0

this is about centroid initializations in sklearn's KMeans. I want to initialize the centroids in a "linear" way as follows: Linear initialization linearly spaces the centroids between the [min, max] of the original data samples. Where min is the minimum value amongst data samples and max is the maximum value amongst data samples.

I think I can do this using by passing a callable to "sklearn.cluster.KMeans" but don't know how to.

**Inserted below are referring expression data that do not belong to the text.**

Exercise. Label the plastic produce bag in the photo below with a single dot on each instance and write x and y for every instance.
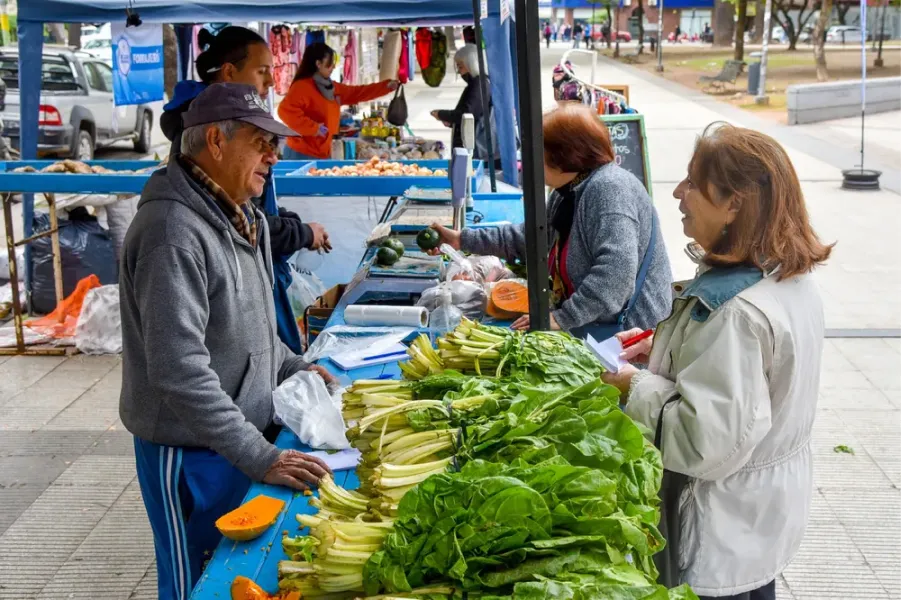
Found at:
(305, 288)
(61, 322)
(99, 326)
(446, 317)
(468, 296)
(346, 338)
(459, 268)
(489, 269)
(307, 407)
(85, 249)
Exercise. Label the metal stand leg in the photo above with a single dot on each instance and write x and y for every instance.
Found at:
(392, 202)
(13, 272)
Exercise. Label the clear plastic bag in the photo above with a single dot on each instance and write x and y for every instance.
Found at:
(468, 296)
(99, 326)
(306, 406)
(489, 269)
(305, 288)
(446, 317)
(346, 338)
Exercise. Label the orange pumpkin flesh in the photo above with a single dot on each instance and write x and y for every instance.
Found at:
(245, 589)
(251, 519)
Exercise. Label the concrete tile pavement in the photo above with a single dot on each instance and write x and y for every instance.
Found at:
(71, 519)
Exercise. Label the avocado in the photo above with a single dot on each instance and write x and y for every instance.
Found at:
(395, 244)
(428, 239)
(386, 256)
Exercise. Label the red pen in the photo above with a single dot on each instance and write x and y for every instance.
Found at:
(635, 339)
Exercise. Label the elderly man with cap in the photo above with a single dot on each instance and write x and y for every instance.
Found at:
(201, 356)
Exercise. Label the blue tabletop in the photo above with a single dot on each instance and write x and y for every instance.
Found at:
(258, 559)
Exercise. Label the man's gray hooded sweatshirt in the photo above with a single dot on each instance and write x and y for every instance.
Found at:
(200, 355)
(610, 235)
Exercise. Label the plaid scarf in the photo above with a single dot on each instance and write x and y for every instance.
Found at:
(241, 216)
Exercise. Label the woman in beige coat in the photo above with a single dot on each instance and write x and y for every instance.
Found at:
(733, 374)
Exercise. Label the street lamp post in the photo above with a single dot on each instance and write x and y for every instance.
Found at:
(660, 37)
(878, 62)
(761, 97)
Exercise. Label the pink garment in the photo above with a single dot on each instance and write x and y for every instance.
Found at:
(283, 70)
(350, 59)
(403, 71)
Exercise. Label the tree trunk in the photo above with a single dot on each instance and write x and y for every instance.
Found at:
(57, 33)
(611, 26)
(723, 22)
(740, 30)
(640, 26)
(819, 40)
(170, 60)
(758, 22)
(842, 11)
(75, 35)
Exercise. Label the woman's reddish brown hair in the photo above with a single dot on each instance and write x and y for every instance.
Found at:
(575, 139)
(772, 228)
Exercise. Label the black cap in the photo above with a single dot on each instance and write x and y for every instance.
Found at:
(233, 102)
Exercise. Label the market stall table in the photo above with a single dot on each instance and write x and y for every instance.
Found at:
(258, 559)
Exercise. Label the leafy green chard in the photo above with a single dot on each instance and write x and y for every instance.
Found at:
(545, 357)
(503, 531)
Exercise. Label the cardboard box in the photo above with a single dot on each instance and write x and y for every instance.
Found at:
(316, 316)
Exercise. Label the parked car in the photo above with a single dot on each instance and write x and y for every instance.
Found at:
(844, 34)
(77, 113)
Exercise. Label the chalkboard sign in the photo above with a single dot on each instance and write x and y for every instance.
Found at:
(630, 145)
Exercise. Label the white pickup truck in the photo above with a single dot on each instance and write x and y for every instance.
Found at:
(77, 112)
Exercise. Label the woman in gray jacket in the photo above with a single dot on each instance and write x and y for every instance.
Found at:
(733, 374)
(608, 263)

I found the following code which imitates the "kmeans++" initialization method:

# Initialize random dataset-
# X = np.random.rand(5, 2)
X, y = make_blobs(n_samples = 500, n_features = 2, centers = 3)

# 'X' - generated samples
# 'y' - integer labels for cluster membership of each sample

X.shape, y.shape
# ((500, 2), (500,))

np.min(X), np.max(X)
# (-8.23395492070187, 11.85003843624708)


def plus_plus(ds, k, random_state=42):
    """
    Create cluster centroids using the k-means++ algorithm.

    Parameters
    ----------
    ds : numpy array
        The dataset to be used for centroid initialization.

    k : int
        The desired number of clusters for which centroids are required.

    Returns
    -------
    centroids : numpy array
                Collection of k centroids as a numpy array.

    Inspiration from here: https://stackoverflow.com/questions/5466323/how-could-one-implement-the-k-means-algorithm
    """

    # np.random.seed(random_state)
    centroids = [ds[0]]

    for _ in range(1, k):
        dist_sq = np.array([min([np.inner(c - x, c - x) for c in centroids]) for x in ds])
        probs = dist_sq/dist_sq.sum()
        cumulative_probs = probs.cumsum()
        r = np.random.rand()

        for j, p in enumerate(cumulative_probs):
            if r < p:
                i = j
                break

        centroids.append(ds[i])

    return np.array(centroids)




# Create cluster centroids using k-means++ algo-
centroids = plus_plus(X, 3)

centroids.shape
# (3, 2)

For this code example, "min" = -8.23395492070187 and "max" = 11.85003843624708 and therefore, the centroids have to be linearly spaced (linearly initialized) between [min, max].

Can you please help?

Thanks!

Arun
  • 2,222
  • 7
  • 43
  • 78
  • by linearly do you mean you need to split (min, max) into k sectors and centroids to be in the middle of each sector? – hellpanderr Jun 13 '20 at 19:30
  • ie. for centers to be somewhere in `[-4.900621587368535, 1.7660450792981313, 8.432711745964799]` – hellpanderr Jun 13 '20 at 19:35
  • @hellpanderr yeah, dividing the range of values in the given sample say 'X' between min & max into 'k' bins and centroids to be in the center of them. – Arun Jun 13 '20 at 21:14
  • you can try passing an array of shape (n_clusters, n_features) with centroids as `init` parameter – hellpanderr Jun 13 '20 at 22:08

0 Answers0